第44話 出発

「よっしゃあ! 完成した!」


 俺は最後の1台を完成させると、大の字で地面に横たわった。

 完成と同時にホッとしてしまって今にも眠りそうになる。

 目の前には頼まれていた新型移送車が13台ズラッと並んでいる。その光景はまるで車を販売するディーラーのようだった。


「多々良くん、お疲れ様」


 最後の1台の完成を待っていたのか、いつの間にか現れた隊長が横たわる俺を覗き込んでそう言った。

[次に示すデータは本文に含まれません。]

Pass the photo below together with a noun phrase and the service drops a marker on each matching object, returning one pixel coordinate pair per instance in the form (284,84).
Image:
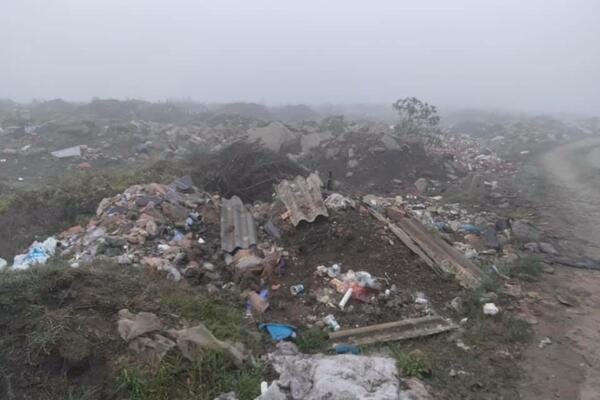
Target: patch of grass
(132,380)
(311,340)
(484,332)
(177,378)
(45,336)
(411,363)
(225,320)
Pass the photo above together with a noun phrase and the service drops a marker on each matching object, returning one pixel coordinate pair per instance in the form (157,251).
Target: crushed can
(297,289)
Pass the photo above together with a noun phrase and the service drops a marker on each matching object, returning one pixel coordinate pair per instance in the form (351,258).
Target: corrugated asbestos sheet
(237,225)
(74,151)
(303,198)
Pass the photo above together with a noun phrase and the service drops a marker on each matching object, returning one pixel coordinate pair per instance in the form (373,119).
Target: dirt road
(569,204)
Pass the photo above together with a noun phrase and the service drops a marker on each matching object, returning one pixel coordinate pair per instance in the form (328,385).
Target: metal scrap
(237,225)
(302,198)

「俺もう帰って寝て良いですか? ほぼ徹夜でもう死にそうです……」


「大丈夫。多々良くんのレベルでは死ぬ方が難しいだろう?」


 いや、多少は頑丈になったけど精神面は関係ないですからね?


「疲れている多々良くんには悪いんだけど、この周辺の埋め立てが終わってしまったんだよ」


「……ということは?」


「すぐに出発するから準備してくれ」


「ブラック企業じゃないですか!?」


 どうやら、俺を休ませてくれる気はさらさらないらしい。



  ◇◇◇



「あ、たくや。おつかれさまー」


 俺がふらふらと倒れそうになりながらも事務所に向かうと、すでにほとんどの備品が無くなっていた。


「マジックバッグが完成していて良かった……」


 最近、俺はようやくマジックバッグの作成に成功していた。隊員たちはすでに倉庫の食糧などもマジックバッグに収納しているそうだ。これで俺が何時間もかけて搬入、搬出作業を行う必要が無くなったのだ。


「沙織、基地を引き払う準備はもう済んでいるのか?」


「だいたい?」


「……なんでそこで疑問形なの? お前、一応副隊長だよ?」


「お菓子食べてたら机とかどんどん片付けられてたよ?」


「さぼってたんじゃねえかよ! ったく……なるべく早く出発したいみたいだったから沙織も手伝えよ?」


 俺にそう言われて、沙織は渋々といった形で事務所の引き払いに参加していた。

 

 それからしばらくすると完全に基地の引き払いが終わり、隊員たちは新型移送車の前に集まっていた。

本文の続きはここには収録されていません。